March 18, 2004

UCSD Researcher Douglas Richman Named to Riford Chair for AIDS Research

Douglas Richman, M.D.

Douglas Richman, M.D., UCSD School of Medicine professor of pathology and medicine, director of the UCSD AIDS Research Institute, and director of the Research Center for AIDS and HIV Infection at the VA San Diego Healthcare System, has been named to the endowed Florence Seeley Riford Chair for Acquired Immune Deficiency Syndrome Research at UCSD. The previous chair holder was Flossie Wong-Staal, M.D., who retired from the university in December 2001.

Trained as an infectious disease physician and medical virologist at Stanford University, the National Institutes and of Health, and Harvard University before joining the UCSD faculty in 1976, Richman has focused his investigation on HIV disease and pathogenesis for the past 20 years.

Since coming to UCSD, he has published more than 480 original research articles, reviews, and book chapters, and he is the senior editor of the major textbook of medical virology, Clinical Virology. Richman is or has been a consultant to the National Institutes of Health (NIH), the Veterans Administration, the World Health Organization, the State of California, and he’s been honored with an NIH Merit Award and the Howard M. Temin Award for Clinical Science and Clinical Excellence in the Fight Against HIV/AIDS.
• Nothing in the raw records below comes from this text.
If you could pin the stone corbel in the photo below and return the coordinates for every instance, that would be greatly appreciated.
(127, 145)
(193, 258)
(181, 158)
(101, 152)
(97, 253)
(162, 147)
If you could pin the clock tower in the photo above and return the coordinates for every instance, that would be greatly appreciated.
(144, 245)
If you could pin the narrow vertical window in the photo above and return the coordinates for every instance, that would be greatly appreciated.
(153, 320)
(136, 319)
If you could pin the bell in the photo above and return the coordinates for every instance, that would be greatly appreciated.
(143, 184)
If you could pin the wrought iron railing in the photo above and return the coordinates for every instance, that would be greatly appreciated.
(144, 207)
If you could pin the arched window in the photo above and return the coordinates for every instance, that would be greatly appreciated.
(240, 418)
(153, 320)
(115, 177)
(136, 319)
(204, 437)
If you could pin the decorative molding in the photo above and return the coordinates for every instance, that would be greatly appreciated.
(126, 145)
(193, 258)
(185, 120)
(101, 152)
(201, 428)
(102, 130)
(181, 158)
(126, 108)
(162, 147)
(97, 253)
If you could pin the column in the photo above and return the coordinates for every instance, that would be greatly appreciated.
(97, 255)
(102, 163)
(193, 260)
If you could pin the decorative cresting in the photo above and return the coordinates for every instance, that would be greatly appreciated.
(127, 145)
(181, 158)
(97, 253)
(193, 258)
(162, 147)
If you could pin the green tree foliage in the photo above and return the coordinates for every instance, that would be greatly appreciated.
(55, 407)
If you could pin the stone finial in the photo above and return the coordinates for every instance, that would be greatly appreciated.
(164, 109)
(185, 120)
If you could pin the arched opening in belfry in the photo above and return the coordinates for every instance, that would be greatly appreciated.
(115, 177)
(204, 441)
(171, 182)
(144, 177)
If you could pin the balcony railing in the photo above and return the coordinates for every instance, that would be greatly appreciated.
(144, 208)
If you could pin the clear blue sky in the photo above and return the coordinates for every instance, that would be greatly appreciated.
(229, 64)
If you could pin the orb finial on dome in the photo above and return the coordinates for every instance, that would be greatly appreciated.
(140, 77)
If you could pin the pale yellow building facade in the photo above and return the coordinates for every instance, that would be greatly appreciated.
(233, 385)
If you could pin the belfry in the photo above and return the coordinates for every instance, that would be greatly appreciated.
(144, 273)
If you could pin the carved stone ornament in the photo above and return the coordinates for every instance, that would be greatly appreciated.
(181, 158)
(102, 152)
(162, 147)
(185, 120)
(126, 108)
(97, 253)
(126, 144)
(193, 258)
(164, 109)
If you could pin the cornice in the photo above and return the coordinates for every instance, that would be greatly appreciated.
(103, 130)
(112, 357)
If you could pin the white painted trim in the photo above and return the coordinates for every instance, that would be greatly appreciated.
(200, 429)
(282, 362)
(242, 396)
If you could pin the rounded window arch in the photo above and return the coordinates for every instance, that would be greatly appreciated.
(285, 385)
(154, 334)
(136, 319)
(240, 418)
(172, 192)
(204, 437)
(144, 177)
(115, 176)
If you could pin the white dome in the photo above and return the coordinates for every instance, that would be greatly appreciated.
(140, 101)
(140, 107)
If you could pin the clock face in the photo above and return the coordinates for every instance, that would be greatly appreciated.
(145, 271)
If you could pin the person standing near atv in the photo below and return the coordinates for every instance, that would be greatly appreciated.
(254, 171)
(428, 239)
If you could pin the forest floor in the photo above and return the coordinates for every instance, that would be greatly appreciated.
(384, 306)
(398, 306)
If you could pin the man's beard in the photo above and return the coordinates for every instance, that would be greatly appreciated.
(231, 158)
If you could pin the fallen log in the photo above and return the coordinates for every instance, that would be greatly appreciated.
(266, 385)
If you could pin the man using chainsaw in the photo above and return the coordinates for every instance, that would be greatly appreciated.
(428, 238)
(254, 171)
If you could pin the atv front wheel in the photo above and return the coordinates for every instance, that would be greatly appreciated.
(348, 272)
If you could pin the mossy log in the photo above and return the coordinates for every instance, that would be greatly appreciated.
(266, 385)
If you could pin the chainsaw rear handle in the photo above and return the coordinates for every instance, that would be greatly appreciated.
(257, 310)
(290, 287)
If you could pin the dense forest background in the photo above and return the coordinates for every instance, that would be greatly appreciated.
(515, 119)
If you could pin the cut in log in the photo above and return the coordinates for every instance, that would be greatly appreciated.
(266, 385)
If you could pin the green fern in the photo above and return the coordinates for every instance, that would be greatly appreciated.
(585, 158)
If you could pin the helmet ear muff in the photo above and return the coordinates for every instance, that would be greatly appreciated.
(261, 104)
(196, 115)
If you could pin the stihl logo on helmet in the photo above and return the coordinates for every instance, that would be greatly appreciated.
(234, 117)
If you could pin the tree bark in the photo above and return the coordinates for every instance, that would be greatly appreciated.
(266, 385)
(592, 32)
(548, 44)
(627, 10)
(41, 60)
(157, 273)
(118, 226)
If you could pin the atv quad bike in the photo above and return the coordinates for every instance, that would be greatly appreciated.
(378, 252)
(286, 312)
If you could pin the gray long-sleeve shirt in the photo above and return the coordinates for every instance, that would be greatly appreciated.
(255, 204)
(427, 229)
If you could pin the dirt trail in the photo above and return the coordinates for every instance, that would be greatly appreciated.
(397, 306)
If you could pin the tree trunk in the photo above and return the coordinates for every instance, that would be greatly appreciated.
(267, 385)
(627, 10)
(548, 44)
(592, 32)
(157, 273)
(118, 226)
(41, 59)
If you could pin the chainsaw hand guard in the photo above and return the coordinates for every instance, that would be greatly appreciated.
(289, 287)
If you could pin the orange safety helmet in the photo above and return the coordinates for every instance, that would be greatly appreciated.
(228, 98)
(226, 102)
"This information is central for the development of an effective vaccine."

His laboratory at UCSD was the first to identity HIV drug resistance. The lab also joined two others in identifying latently infected CD4 cells as the obstacle to eradication of HIV with potent antiretroviral therapy. Recently, his team described the dynamics of the neutralizing antibody response to HIV and the rapidity of viral escape and evolution in response to this selective pressure.

Current research in Richman’s lab focuses on the natural history and molecular pathogenesis of HIV in a cohort of acutely infected patients. These studies include the cell mediated and neutralizing antibody immune responses to HIV and the viral escape and evolution in response to these. He is interested in the epitopes that elicit the neutralizing antibody responses to autologous virus in human infections and the viral mutations that account for escape from these responses.
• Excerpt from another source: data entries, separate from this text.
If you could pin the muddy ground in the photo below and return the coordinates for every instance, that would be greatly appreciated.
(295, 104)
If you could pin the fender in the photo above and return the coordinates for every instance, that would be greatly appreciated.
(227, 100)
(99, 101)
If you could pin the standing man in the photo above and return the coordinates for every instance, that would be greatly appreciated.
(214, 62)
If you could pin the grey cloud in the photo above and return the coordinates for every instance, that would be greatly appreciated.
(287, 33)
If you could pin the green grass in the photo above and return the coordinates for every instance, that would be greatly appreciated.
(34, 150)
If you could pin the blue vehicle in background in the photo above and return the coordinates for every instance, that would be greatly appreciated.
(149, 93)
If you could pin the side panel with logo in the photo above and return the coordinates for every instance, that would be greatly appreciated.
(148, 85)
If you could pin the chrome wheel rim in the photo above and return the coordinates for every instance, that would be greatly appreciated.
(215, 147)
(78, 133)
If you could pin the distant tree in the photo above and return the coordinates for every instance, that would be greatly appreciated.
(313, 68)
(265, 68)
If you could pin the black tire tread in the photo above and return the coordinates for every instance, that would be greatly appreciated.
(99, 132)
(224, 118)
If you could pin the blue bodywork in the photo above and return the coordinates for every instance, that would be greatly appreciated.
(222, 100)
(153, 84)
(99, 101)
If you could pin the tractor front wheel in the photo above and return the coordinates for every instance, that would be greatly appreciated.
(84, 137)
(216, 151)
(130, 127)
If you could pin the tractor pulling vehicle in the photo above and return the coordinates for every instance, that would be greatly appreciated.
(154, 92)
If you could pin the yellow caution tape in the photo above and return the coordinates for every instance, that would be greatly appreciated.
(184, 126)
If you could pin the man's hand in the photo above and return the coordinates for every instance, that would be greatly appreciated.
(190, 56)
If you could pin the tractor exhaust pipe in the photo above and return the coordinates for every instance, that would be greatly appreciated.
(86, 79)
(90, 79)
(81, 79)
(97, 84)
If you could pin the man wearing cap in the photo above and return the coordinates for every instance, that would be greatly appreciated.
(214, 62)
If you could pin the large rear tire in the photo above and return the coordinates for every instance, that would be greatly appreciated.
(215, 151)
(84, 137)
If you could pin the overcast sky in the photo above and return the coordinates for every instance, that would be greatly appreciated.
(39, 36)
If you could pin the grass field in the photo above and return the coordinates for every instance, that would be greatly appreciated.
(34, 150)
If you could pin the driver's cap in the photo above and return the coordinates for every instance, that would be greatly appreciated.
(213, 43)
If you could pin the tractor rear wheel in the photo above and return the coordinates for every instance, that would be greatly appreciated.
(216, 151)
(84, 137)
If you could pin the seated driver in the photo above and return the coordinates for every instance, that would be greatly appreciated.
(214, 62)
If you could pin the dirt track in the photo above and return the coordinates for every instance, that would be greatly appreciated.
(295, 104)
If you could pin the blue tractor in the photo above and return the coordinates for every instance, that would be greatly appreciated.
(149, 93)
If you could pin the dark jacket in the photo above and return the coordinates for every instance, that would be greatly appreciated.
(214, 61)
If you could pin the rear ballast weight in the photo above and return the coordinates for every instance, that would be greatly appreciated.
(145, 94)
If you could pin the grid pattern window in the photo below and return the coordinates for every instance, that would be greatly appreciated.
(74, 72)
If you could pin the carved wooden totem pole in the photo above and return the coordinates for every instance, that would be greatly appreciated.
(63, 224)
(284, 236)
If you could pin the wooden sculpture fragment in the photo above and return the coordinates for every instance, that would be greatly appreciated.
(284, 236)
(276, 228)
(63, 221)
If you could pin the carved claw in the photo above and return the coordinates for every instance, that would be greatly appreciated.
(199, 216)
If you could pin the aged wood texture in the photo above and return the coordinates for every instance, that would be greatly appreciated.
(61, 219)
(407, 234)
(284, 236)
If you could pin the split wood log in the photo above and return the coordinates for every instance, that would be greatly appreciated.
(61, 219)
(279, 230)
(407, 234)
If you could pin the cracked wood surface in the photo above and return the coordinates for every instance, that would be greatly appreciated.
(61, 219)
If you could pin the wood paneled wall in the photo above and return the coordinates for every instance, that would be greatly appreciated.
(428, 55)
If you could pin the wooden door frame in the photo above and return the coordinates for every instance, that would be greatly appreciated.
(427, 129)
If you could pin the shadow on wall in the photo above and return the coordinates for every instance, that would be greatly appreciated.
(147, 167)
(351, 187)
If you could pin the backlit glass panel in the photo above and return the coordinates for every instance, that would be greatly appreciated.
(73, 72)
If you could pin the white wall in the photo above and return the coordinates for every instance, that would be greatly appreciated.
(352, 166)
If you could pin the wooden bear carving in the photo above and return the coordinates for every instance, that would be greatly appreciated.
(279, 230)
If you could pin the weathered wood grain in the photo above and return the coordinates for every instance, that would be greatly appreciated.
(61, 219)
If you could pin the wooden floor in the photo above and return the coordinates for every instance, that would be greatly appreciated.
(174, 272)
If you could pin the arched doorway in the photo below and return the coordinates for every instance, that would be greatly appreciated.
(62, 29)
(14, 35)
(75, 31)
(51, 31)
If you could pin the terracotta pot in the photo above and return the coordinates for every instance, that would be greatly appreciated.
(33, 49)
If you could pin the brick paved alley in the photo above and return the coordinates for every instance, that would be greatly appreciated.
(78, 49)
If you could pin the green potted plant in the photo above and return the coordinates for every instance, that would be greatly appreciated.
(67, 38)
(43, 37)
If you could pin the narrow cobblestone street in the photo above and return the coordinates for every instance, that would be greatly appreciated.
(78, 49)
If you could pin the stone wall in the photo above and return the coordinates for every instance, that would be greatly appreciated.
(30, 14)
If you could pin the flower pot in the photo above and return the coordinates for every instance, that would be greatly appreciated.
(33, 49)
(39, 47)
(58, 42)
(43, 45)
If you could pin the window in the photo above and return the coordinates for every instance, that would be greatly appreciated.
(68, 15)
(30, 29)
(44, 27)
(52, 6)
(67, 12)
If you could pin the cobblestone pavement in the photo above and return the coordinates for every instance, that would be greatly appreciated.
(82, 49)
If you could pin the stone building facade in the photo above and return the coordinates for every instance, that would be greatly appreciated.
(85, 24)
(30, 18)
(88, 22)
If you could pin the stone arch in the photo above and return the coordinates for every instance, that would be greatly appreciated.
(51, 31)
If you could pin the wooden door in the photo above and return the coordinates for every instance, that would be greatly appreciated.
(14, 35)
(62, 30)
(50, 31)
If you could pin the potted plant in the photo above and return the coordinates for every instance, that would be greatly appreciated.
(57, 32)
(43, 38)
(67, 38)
“We are interested in characterizing the epitopes that elicit the too infrequent broadly reactive neutralizing responses in some patients,” he said. “This information is central for the development of an effective HIV vaccine.”

Additional studies in his lab include studies of HIV drug resistance, the pathogenetic consequences of virus replication in anatomic compartments and viral latency.

Richman is regularly asked to serve as visiting professor nationally and internationally and is invited as a keynote speaker at numerous national and international conferences. He has helped organize and chair several important regular international meetings including the HIV Drug Resistance Meeting, the Conference on Retroviruses and Opportunistic Infections, and the AIDS Vaccine Research Committee International HIV Vaccine Meeting.